Durak: Die FDP hat schwierige Zeiten hinter sich und wahrscheinlich auch ebensolche vor sich. Nach dem Scheitern der ehrgeizigen Ziele zur Bundestagswahl nun die Zuspitzung der Affäre Möllemann. Der erkrankte Möllemann wehrt sich gegen Vorwürfe der Bundesspitze, sieht sich kriminalisiert und diffamiert, will aber auch nach ärztlichem Anraten seine Genesung abwarten, um dann zu allen Vorwürfen Stellung zu nehmen, was die Spenden für sein umstrittenes Flugblatt betrifft. Einstweilen ist er vom Landes- und Fraktionsvorsitz zurückgetreten, es gibt auch Ausschlussforderungen und ein Ultimatum der Bundesspitze, bis Donnerstag die Namen der Spender für das Wahlkampfsonderkonto zu nennen. So weit die Fakten zum Vorgang um Jürgen Möllemann. Befindet sich die FDP nun doch in einer größeren Krise, muss sie nun um ihr liberales Gesicht und Gewicht in Deutschland kämpfen? Darüber spreche ich jetzt mit dem Ehrenvorsitzenden der FDP, Otto Graf Lambsdorff. Schönen guten Morgen.

Lambsdorff: Morgen, Frau Durak.

Durak: Herr Lambsdorff, in welcher Situation befindet sich Ihre Partei im Augenblick?

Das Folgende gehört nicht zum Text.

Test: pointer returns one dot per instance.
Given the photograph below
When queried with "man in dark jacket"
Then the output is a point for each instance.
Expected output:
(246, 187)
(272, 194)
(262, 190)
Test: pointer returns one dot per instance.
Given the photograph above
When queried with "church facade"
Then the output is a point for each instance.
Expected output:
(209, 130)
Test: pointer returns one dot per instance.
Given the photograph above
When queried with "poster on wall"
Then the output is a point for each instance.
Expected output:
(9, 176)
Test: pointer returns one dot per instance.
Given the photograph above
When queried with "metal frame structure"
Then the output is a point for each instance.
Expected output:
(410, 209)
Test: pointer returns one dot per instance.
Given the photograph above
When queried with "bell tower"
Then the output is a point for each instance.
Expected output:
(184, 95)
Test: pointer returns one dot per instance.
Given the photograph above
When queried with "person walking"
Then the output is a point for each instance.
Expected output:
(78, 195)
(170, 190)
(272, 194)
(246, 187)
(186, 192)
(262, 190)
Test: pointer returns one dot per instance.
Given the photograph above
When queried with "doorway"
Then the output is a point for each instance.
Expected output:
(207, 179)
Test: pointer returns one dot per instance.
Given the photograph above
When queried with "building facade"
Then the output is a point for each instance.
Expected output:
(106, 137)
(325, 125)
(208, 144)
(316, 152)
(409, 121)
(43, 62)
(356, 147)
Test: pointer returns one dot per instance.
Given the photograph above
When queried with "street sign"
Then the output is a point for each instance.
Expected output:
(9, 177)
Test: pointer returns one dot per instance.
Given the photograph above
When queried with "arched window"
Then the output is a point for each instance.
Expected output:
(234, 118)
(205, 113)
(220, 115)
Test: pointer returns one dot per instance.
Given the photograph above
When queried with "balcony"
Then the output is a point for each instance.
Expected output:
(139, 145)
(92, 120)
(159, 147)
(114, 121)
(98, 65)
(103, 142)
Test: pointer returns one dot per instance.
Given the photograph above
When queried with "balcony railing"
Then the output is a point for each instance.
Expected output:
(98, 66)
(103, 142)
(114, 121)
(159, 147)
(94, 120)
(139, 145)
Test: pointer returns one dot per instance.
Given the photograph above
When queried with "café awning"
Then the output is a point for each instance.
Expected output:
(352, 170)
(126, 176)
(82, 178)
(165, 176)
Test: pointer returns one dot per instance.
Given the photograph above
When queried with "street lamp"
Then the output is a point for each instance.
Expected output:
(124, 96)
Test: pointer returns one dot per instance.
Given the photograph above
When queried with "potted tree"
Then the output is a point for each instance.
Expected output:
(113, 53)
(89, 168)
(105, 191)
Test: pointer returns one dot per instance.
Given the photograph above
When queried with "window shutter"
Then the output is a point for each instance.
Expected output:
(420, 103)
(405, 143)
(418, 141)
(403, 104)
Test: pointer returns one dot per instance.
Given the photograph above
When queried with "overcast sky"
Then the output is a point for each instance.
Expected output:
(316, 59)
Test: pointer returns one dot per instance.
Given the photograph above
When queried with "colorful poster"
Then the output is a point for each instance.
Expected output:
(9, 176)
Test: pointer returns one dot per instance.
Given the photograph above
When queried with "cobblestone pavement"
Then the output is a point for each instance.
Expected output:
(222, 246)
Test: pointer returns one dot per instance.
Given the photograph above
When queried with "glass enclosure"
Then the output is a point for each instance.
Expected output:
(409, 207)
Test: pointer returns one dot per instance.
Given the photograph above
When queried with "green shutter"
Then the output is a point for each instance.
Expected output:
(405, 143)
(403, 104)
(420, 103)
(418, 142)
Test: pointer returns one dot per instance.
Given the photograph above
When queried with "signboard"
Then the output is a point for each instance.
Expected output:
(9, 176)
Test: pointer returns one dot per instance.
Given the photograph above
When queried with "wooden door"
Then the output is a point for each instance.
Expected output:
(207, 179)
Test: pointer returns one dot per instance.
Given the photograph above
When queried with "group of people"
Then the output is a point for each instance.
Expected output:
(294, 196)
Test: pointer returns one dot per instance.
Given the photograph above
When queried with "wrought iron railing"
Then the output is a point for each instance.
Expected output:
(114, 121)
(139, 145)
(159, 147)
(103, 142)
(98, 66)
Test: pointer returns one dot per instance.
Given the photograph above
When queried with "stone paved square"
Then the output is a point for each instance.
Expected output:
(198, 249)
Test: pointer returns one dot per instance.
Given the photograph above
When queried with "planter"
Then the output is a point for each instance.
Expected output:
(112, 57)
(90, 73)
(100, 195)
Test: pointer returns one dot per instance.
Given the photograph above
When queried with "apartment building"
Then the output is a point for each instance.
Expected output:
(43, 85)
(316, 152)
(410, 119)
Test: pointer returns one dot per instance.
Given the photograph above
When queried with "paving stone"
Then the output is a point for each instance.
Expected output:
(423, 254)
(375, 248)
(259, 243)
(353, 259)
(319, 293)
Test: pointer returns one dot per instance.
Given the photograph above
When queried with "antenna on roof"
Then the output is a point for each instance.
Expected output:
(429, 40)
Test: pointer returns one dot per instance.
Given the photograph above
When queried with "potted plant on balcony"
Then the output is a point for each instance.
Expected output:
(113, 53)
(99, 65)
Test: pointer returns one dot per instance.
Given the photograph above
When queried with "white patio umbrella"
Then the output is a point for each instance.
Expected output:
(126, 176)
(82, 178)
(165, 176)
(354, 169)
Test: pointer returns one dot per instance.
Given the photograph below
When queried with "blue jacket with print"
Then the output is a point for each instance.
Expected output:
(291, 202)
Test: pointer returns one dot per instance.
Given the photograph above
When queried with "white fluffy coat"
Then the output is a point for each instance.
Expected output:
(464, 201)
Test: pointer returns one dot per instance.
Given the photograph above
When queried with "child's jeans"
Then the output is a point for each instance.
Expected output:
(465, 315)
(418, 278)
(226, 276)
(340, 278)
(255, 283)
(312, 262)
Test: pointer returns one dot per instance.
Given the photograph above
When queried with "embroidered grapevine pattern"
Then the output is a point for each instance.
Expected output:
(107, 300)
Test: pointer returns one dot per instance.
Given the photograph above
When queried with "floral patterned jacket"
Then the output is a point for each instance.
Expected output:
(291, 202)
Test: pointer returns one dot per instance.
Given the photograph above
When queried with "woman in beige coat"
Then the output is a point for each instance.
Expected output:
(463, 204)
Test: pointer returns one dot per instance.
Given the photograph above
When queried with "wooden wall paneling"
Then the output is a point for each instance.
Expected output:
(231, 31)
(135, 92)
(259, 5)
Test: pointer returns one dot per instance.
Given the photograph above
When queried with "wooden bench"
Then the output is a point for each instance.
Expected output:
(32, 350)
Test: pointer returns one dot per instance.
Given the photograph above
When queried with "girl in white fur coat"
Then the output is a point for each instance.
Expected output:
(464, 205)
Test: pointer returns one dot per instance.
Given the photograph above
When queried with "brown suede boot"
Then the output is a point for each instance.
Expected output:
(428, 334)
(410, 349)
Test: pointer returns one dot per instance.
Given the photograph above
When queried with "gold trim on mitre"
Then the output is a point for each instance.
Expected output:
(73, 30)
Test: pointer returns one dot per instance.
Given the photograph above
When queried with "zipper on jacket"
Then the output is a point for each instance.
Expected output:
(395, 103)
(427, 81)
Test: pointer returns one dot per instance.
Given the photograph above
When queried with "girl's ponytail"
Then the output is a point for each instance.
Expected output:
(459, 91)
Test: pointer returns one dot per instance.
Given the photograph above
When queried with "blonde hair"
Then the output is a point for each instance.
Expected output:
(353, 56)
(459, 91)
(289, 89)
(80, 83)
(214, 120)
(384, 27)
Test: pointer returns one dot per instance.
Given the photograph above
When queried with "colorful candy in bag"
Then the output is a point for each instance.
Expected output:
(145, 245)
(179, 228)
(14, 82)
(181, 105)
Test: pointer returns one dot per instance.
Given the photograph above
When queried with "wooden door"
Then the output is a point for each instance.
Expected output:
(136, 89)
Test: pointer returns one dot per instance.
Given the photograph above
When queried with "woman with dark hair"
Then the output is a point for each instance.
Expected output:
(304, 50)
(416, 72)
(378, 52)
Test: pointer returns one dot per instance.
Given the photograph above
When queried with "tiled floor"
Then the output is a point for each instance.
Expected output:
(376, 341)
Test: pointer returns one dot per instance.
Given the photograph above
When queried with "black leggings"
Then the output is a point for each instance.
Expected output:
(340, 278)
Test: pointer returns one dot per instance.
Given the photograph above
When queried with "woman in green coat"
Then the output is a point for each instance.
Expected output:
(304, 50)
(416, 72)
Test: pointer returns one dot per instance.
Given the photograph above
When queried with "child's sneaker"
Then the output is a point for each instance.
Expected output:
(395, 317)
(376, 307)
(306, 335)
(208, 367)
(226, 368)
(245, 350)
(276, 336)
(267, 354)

Lambsdorff: Sie befindet sich nicht in einer Krise, um Ihre Formulierung aufzugreifen, aber sie muss selbstverständlich um ihre Position kämpfen. Das Bundestagswahlergebnis war nicht zufriedenstellend. Wir haben zwei Landtagswahlen vor uns, in einer gilt es, eine Regierungsbeteiligung der FDP zu verteidigen in Hessen, in der anderen geht es darum, in Niedersachsen wieder in den Landtag reinzukommen. Das sind Aufgaben, die vor uns liegen und die jetzt den ganzen Einsatz der Partei erfordern. Deshalb war es gut, dass der Landesvorstand in Nordrhein-Westfalen, so weit er das konnte, einen Strich unter die Sache gezogen hat. Es wird eine neue Landesvorsitzende geben, Ulrike Flach kandidiert dafür. Sie kann das, sie wird das gut machen. Andreas Pinkwart hat seine Kandidatur zurückgezogen, er wird für den stellvertretenden Bundesvorsitzenden auf einem der nächsten Parteitage kandidieren und auch die Fraktion bekommt mit Stefan Grüll einen neuen Vorsitzenden aus Bonn, der in der Lage sein wird, dieses Amt gut auszuführen.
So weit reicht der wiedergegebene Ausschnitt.